SINGLE THREADS

I would like to have just one thread execute a function while the rest wait for that thread. For this I have written the following expecting only thread 0 to execute function().

=================
i = threadIdx.x;

if(i==0) function();
__syncthreads();

=================

  1. is there always a thread 0?
    2 is the correct?
  2. if not, what should I write?

On another topic, I have a kernel which 400 threads are executing, and the kernel contains a loop over 200 iterations. I expect that if I put __syncthreads at the begining of the inner loop statement that the threads will be synchronised (I have only 1 block), and that if the inner loop statement consists of several functions then by writing __syncthreads after each function then all threads will wait unil each has executed the function. The code looks like

==========================

global void SPH()
{
i = threadIdx.x;

for(time=0 ; time<maxtime ; time++)
{
if(i==0) function1();
__syncthreads();

function2();
__syncthreads();

function3();
__syncthreads();

function4();
__syncthreads();

x[i] = function5();
}

}

==================

What will each thread do for this code structure, for thread 0 and thread >0?

In case you’re interested function1 calculates particle interactions, while the rest do some fluid dynamics calculations, and the particle positions are updated in function5.

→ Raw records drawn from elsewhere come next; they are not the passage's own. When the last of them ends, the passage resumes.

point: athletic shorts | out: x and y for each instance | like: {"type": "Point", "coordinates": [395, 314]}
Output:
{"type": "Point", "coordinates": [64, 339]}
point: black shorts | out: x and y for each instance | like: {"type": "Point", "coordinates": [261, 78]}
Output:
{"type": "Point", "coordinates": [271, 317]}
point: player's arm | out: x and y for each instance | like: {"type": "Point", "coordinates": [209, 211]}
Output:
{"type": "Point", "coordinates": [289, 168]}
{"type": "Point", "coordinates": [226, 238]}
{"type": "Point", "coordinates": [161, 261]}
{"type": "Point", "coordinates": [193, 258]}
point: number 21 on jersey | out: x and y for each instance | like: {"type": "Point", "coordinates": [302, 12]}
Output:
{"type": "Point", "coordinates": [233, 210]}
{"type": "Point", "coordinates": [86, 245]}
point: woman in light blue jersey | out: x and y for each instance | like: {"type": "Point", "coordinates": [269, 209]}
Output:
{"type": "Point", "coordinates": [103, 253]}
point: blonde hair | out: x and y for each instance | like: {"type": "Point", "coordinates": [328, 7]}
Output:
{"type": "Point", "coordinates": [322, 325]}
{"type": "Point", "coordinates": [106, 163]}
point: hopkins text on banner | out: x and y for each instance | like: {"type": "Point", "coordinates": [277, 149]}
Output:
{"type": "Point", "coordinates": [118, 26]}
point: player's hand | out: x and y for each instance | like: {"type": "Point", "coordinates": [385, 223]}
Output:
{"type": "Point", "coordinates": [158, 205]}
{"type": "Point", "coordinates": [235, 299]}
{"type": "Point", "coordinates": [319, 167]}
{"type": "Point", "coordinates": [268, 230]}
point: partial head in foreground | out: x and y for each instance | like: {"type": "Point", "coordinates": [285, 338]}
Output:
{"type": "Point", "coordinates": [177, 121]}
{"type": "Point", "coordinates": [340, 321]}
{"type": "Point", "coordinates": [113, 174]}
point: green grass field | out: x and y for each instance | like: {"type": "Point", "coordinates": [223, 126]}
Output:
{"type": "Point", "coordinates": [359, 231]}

HOwever, this does not work . It works on a NEX-SX8 in parallel, but when the code is modified for the C870 I get rubbish out, and I’m wondering if thread synchronisation is wrong.

}

  1. is there always a thread 0? yes
    2 is the correct? yes
  2. if not, what should I write?

What will each thread do for this code structure, for thread 0 and thread >0?

global void SPH()
{
i = threadIdx.x;

for(time=0 ; time<maxtime ; time++)
{ //all threads in the block sync on a new loop, go down after all threads in the block arrive;

if(i==0) function1(); //t0 executes function1(), other threads in its warp (i.e. t1-t31) follow it but not actually execute it
__syncthreads(); //all threads in the block sync, go down after all threads in the block arrive;

function2(); //all threads do this
__syncthreads(); //all threads in the block sync;

function3();
__syncthreads();

function4();
__syncthreads();

x[i] = function5();
}

}

this does not work .
– this is a debugging problem… you may comment out all but function1, then uncomment func2, etc… to locate the bug.